Mi schiarii la voce. Insomma, la storia stava davvero andando per le lunghe, ero
sporca e arruffata, iniziava a fare freddo, ero quasi stata pugnalata da un
idiota con i denti da coniglio, avevo fame –l’ho già detto,
per caso? E non riuscivo a liberarmi dal mio “salvatore”.
“Sì, sono una
maga. Sì, sono qui di mia spontanea volontà. No,
non devo tornare da mamma e papà.”
A nominarli mi veniva ancora un
pochino di tristezza. Ma solo un pochino. Ero grande,
potevo badare a me stessa. Lo avevo dimostrato, no?
Gourry mi fissava esterrefatto.
“Ah, e vorrei comprare
la tua cerbottana e la spada.”
Gli sorrisi. Fino a quel
momento a me non era neanche passato
per l’anticamera del cervello di chiedergli perché lui fosse per boschi solo soletto. Non sembrava
troppo più grande di me, poteva avere al massimo diciassette anni ma non
sembrava un mercenario né un viandante. Non aveva neanche un misero mantello. Sembrava… sperduto?
Bè, come sarebbe a dire “detto da me”? Io
ero scappata di casa! Non avevo certo ancora avuto il
tempo di abbigliarmi in modo consono. Quanto alla mia aria di maga
vissuta… ci stavo lavorando!
“Ragazzina… non
so ancora come ti chiami.”
Mi sorrise, mostrando i denti.
Risposi al sorriso, riluttante. Non avevo mai pensato alla storia del nome.
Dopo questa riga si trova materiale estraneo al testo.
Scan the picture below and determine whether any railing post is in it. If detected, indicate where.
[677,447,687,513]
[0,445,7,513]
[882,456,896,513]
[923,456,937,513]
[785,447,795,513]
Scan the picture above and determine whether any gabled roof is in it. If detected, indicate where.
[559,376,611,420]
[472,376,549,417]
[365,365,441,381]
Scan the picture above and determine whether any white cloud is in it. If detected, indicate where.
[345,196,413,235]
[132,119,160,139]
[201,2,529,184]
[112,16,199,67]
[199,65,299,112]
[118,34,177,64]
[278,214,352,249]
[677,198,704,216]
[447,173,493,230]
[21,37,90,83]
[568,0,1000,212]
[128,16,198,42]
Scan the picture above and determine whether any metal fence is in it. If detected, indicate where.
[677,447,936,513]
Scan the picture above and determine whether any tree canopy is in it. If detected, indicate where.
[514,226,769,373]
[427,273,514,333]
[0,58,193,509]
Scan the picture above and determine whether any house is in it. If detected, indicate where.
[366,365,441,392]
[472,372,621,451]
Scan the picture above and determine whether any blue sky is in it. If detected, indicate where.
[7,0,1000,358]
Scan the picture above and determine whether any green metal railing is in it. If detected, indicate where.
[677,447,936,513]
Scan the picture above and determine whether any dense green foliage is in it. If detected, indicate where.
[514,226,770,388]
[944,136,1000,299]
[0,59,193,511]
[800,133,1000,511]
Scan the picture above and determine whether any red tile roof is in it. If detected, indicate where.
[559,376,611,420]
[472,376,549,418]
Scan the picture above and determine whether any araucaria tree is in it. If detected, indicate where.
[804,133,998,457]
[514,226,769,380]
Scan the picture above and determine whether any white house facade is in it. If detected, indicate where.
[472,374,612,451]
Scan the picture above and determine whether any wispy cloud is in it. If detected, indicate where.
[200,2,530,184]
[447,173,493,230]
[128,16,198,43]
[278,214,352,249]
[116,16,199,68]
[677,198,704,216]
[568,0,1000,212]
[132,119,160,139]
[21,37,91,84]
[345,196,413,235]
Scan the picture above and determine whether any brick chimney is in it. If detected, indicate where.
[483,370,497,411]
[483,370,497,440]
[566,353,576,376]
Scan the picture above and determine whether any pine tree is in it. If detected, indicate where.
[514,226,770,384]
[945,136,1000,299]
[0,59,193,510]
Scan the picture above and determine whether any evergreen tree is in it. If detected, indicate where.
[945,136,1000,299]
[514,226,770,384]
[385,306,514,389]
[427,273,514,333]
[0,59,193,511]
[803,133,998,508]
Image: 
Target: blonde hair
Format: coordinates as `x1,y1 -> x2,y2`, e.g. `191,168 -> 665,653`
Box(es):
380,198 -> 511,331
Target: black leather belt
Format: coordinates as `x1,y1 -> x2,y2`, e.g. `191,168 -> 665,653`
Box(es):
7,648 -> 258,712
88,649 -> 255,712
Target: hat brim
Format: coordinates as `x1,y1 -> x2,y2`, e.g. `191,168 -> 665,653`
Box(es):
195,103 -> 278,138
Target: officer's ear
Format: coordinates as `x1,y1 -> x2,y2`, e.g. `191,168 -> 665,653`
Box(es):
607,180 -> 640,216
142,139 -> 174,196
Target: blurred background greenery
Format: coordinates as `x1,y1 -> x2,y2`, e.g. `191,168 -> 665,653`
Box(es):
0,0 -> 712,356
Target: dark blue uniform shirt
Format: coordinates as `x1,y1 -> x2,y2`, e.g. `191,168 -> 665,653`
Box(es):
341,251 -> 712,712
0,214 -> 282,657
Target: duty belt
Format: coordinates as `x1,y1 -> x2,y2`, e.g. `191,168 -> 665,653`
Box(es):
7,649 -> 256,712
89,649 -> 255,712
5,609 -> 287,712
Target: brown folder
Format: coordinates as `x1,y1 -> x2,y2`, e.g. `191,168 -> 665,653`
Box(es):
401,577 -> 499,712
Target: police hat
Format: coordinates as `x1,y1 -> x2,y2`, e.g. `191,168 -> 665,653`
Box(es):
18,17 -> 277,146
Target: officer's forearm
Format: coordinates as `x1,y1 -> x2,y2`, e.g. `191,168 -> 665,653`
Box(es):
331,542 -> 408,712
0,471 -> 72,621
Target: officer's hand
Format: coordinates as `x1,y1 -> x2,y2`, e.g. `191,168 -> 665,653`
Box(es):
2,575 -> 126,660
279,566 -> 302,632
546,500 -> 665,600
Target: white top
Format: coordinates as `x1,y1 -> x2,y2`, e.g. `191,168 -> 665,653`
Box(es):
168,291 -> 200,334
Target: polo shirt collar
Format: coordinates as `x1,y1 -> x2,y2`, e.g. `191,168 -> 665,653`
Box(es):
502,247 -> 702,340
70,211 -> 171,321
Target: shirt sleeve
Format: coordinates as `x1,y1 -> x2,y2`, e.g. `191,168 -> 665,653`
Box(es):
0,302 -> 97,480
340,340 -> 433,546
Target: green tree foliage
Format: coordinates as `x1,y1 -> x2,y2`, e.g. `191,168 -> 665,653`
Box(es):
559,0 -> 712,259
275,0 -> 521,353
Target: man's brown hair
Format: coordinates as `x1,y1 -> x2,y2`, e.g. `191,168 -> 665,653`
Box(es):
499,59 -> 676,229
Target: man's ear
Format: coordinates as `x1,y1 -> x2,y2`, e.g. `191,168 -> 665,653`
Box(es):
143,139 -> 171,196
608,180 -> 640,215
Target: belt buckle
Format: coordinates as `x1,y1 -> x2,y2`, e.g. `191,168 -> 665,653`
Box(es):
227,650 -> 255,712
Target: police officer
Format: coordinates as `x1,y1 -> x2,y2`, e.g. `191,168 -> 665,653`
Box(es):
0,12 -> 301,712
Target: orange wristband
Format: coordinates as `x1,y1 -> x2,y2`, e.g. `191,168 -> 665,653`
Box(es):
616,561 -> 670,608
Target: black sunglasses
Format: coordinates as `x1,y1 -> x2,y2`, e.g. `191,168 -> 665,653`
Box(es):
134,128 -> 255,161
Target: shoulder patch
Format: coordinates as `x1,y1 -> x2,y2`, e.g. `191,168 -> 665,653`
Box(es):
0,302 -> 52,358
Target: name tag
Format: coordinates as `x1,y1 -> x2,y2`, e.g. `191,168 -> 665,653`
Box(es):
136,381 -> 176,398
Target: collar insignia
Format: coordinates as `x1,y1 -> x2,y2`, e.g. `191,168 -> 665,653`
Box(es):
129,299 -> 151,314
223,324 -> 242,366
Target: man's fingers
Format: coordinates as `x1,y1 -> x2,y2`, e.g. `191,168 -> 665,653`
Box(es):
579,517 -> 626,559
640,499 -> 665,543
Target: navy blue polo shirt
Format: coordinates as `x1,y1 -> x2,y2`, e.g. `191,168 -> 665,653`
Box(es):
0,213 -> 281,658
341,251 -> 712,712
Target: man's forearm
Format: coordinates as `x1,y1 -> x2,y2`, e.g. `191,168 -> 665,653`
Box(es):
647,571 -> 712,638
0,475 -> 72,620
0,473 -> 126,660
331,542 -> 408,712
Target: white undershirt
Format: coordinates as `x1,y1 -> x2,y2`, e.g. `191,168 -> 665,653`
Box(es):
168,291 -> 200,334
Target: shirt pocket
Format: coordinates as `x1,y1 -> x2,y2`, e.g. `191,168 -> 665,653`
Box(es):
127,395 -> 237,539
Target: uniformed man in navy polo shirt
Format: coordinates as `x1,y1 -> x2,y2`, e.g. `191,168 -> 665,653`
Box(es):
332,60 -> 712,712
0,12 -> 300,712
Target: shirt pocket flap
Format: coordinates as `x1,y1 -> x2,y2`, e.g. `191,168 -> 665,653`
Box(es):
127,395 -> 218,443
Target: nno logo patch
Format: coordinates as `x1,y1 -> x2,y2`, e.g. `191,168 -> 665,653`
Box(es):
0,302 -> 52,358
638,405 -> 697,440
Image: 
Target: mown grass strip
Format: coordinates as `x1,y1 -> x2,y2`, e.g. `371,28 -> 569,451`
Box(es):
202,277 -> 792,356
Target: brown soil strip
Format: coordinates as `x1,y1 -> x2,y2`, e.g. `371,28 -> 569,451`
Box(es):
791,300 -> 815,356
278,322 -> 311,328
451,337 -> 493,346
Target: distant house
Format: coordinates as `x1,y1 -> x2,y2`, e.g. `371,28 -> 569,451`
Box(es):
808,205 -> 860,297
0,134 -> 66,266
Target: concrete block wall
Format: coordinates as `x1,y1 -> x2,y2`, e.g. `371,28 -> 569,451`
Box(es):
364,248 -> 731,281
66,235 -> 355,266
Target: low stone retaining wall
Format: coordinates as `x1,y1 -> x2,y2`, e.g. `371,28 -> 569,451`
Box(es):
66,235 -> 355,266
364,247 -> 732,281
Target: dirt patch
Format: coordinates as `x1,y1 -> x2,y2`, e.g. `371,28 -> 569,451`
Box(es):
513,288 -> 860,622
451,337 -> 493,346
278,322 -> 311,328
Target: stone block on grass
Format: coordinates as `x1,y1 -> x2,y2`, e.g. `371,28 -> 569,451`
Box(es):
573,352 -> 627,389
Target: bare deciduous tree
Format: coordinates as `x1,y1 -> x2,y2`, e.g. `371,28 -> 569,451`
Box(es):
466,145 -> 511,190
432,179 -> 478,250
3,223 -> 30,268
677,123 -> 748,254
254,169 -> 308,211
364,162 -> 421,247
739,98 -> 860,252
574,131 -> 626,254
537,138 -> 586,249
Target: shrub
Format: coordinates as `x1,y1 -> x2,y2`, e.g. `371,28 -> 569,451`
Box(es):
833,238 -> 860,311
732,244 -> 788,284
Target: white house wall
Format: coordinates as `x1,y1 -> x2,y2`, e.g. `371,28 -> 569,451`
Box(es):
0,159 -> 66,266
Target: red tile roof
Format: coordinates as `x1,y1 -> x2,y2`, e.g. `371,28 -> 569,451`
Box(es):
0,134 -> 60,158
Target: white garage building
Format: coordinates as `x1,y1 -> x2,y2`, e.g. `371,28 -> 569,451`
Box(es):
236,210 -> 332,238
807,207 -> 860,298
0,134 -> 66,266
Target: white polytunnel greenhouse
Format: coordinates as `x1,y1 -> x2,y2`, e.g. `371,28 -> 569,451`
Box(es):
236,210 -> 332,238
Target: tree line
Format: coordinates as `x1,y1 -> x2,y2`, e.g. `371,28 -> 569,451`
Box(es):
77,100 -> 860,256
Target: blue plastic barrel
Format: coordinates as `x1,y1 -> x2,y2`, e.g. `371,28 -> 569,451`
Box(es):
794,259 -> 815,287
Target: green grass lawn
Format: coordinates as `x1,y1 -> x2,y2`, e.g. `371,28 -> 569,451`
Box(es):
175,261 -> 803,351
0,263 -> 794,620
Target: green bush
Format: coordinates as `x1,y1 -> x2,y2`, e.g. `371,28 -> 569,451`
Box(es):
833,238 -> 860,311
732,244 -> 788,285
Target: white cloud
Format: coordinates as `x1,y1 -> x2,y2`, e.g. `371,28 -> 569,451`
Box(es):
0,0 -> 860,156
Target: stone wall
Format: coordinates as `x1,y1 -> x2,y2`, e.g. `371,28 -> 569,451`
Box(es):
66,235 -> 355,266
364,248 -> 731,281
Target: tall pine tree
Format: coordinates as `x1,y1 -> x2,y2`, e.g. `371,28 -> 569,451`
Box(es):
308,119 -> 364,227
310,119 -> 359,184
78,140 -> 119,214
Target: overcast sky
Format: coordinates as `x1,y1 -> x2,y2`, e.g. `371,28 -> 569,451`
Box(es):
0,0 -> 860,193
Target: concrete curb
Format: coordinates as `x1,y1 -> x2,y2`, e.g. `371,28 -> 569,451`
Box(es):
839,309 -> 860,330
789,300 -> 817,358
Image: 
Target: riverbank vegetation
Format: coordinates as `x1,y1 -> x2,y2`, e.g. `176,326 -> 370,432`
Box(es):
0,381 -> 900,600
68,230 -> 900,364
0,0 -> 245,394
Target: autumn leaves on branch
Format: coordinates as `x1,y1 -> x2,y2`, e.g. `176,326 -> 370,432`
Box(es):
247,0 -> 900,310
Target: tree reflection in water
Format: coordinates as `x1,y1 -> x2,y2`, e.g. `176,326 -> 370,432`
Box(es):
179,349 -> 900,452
Dovevo dargli il mio vero nome? Era saggio? Certo, intendevo farmi una
reputazione però… anzi, ero stata sciocca a non dire al bandito
come mi chiamavo, l’idea della castigamatti mi
piaceva molto. Però… bè,
non ero riuscita completamente nel mio intento. Per un pelo non mi facevo
pugnalare…
Mi si illuminarono
gli occhi. Potevo andare a razziare qualche altro campo di banditi! Altri
tesori, altre monete d’oro! E poi… Mentre le fiamme ardevano, io,
scenograficamente in piedi su una montagnola, avrei potuto gridare il mio nome e…
“Ragazzina, ci
sei?”
Ecco, una ragazza non ha
neanche diritto a fantasticare. Gourry mi stava
sventolando una mano davanti agli occhi.
“Sì, ragazzina,” la voce proveniva dal bandito, “siamo curiosi
di sapere.”
Uh, faceva lo spiritoso. Dunque avevo avuto la mano troppo leggera?
Tornai verso di lui, col mio
miglior ghigno sulla faccia.
“Senti,
feccia dell’umanità. Vuoi giocare
davvero?”
Impallidì leggermente.
Bene. Lasciai che tra le mani si formasse un Lighting.
Per uno che non sa usare la magia sembrava una piccola
palla di fuoco. E, il nostro amico non era esperto. La sua fronte si imperlò di sudore.
“Scher.. scherzavo.”
Una macchia di urina si
allargò sui suoi calzoni.
“Mi sembrava.”
Gli volsi la schiena e sospirando
mi avvicinai a Gourry.
“Senti, a proposito
della spada…”
Il mio stomaco
gorgogliò ancora. Basta, non ne potevo più, era ufficiale. Scossi
la testa.
“Lasciamo
stare. Mi sai indicare una locanda
dove si possa mangiare… tanto? Magari nelle zone, eh?”
Gourry annuì. “Non ci sono
mai stato ma ne ho sentito parlare… Locanda Al Baciccio,
a Ehmellin, non credo sia troppo lontano. Ti ci accompagno…”
“Lina.”
Mi premiò con un altro
sorriso, la sua aria era quasi felice.
Ecco, glielo avevo detto. Ma Lina non voleva dire niente. Io ero la grande Lina
Inverse, alunna genio della Gilda… no, maga genio!
…e lo avrei presto dimostrato al mondo!”
“Avanti, allora!”
Fissai Gourry,
ne valutai approssimativamente il peso e richiamai il Levitation.